The vegetable tent dryer in Bagwai LGA Kano state.

IGNITE aims to identify models that effectively and efficiently increase both equitable consumption of safe, affordable, nutritious diets year-round and women’s empowerment in agriculture. As part of our technical assistance to SAA, Tanager trained its nutrition champions on social and behavioral change (SBC) and nutrition best practices. The champions cascaded lessons learned to extension agents on nutrition messaging in SAA’s farming communities in Ethiopia, Mali, Nigeria, and Uganda.

Members of Dacewa MPCS Shabu, Lafia in Nasarawa State showcase biochar as they commence commercial production.

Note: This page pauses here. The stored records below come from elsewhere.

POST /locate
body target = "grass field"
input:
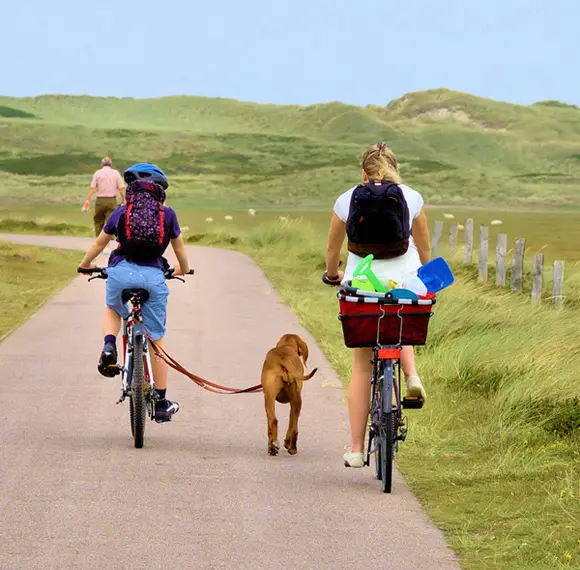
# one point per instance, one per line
(28, 276)
(495, 456)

To ascertain the efficacy of the training and any changes related to knowledge, attitudes, and practices on nutrition and gender roles among these farming communities, 60 Decibel conducted three studies on behalf of IGNITE. The studies generated a number of key insights:

  1. The SBC training was effective, and it led to increased nutrition awareness among farmers who for a long time had struggled to incorporate macro and micronutrients due to economic constraints.
  2. Restrictive social norms can be a barrier to the cultivation and consumption of some nutritious food. When developing a training curriculum, this must be taken into consideration.
  3. In many households, men are considered the decision-makers and influence food-related decisions. As a result of the training, there has been a positive shift toward more inclusive decision-making. The SAA gender champions successfully advocated for joint decision-making and emphasized the while taking into consideration social norms.
  4. While cost was identified as a major hindrance to the consumption of healthy diets, SAA has been encouraging its farmers to consume more fruits and vegetables, which is a viable option for many.
SAA officials inspect the vegetable tent dryer in Bagwai LGA Kano state.

Through this partnership with IGNITE, SAA not only enhanced the consumption of healthy diets but embedded sustainable consumption practices among smallholder farmers.